I was originally going to post this in the tech challenge but.....I think it deserves it's own attention despite all the noise or grain....combination thereof.


----------



## Big Bully (Mar 10, 2008)

What is it? Is it a shutter on a camera?


----------



## Battou (Mar 11, 2008)

It is the blades in the lens that create the aprature. Under normal circumstances they do not appear in the photograph being taken despite having been there


----------



## Big Bully (Mar 11, 2008)

Cool!


----------



## Battou (Mar 11, 2008)

I thought it was, I just wish it had come out a little sharper


----------



## spiffybeth (Mar 11, 2008)

that's pretty sweet! how'd you snap that?


----------



## Battou (Mar 11, 2008)

With a manual lens and a macro rig


----------



## Battou (Mar 15, 2008)

Wow, I thought this would get a little more reaction....


----------



## Bobby Ironsights (Mar 15, 2008)

Battou said:


> I think it deserves it's own attention


 
why?


----------



## Pleasetakeitkind (Mar 15, 2008)

I think it's really cool. However, unfortunately if you look around..the really good pictures, the creative and insightful ones, don't usually get much attention. Unless they appeal to everyone for unrelated reasons.


----------



## Battou (Mar 15, 2008)

Bobby Ironsights said:


> why?



Simply because it's not often you see the blades photographed like this.



Pleasetakeitkind said:


> I think it's really cool. However, unfortunately if you look around..the really good pictures, the creative and insightful ones, don't usually get much attention. Unless they appeal to everyone for unrelated reasons.



Thanks


----------



## TamiyaGuy (Mar 15, 2008)

Nice! I was trying to do this for ages with one of my old lenses, but you captured it well. Of course, it's a shame about the noise, but I know just how tough it is


----------



## Battou (Mar 15, 2008)

TamiyaGuy said:


> Nice! I was trying to do this for ages with one of my old lenses, but you captured it well.
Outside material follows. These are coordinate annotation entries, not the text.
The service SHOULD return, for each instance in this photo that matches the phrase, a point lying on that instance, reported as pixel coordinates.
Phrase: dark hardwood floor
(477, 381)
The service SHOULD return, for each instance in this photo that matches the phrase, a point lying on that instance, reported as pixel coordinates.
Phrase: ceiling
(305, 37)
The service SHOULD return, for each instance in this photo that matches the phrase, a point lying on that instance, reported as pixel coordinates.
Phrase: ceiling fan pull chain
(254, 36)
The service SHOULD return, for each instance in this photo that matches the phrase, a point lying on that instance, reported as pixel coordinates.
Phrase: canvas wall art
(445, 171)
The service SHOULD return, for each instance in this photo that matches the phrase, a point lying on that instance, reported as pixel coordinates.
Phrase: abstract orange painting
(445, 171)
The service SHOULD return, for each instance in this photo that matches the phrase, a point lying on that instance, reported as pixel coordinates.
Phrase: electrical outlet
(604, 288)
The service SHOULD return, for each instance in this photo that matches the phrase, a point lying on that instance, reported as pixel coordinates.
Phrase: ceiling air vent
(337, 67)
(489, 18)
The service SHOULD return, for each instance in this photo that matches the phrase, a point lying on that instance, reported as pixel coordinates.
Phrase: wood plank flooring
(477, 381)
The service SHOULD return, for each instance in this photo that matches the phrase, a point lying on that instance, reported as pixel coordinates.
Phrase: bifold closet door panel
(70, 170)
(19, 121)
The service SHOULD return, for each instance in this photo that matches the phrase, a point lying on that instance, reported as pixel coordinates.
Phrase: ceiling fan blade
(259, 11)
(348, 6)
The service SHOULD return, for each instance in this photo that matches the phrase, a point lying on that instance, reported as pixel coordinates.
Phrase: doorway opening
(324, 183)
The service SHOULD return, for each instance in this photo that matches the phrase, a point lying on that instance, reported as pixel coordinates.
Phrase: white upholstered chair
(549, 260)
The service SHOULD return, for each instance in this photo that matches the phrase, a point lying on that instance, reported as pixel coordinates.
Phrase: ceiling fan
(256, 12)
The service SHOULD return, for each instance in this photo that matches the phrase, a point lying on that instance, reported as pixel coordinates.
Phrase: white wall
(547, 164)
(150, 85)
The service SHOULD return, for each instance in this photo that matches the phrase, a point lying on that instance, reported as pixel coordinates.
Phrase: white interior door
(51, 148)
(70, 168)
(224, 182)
Of course, it's a shame about the noise, but I know just how tough it is



Thank you, It's impossible to put into words just how hard this was to get, I am glad some one knows. 

I am still a little baffeled about the noise though, I did this with 200 film expecting a sharper image than I would have gotten on the 800 I usually use, but....well you see the results.


----------